9 juin 2014

Claudio Magris, Danube (8)

La Mitteleuropa est rivée à la terre, elle est alpensotck et habit de gros drap vert, ordre pointilleux des trésoreries et des chancelleries : civilisation de gens qui ont cessé d'être des familiers de l'élément liquide, de l'amnios maternel et des anciennes eaux des origines, et qui ne se déshabillent pas facilement, parce que sans veston, sans contour, sans grade, sans uniforme et sans numéro matricule, on se sent sans défense, mal à l'aise.
[...]
La mer, en revanche, c'est l'abandon au nouveau, à l'inconnu, qu'il s'agisse d'affronter le vent ou de se laisser porter par les vagues.
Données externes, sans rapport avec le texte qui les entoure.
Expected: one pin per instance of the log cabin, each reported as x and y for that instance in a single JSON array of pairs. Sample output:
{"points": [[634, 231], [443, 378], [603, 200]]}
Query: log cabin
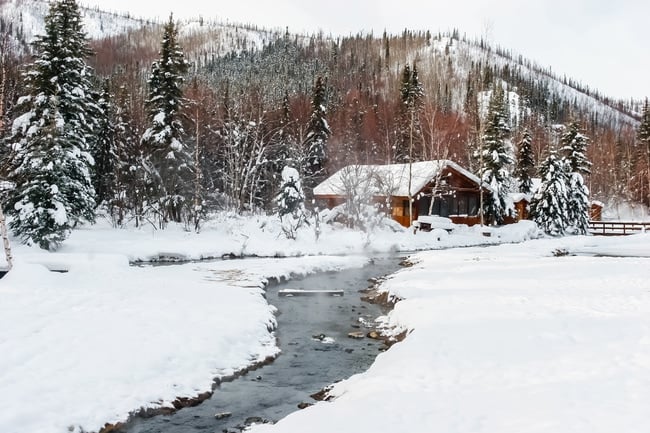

Dans le premier petit port venu, avec un vieux chandail et les galets qui brûlent sous vos pieds, la main tendue nochalamment au plaisir et l'amour qui n'ont pas à se frayer un pénible chemin parmi les manteaux et autres aprêts de l'hiver, on est prêt à sauter dans la première barque et à disparaître, comme ces personnages de Conrad qui, à peine sortie de la capitainerie, se fondent dans l'immensité du littoral du Pacifique, engloutis par la vie innombrable de ses milliers de kilomètres. Le centre du continent pousse à l'analyse, la mer à l'épopée ; c'est sur les routes maritimes qu'on apprend à se libérer des angoisses d'un Kyselak, obsédé par la volonté de réaffirmer sans cesse son identité.
Claudio Magris, Danube, pages 215/216.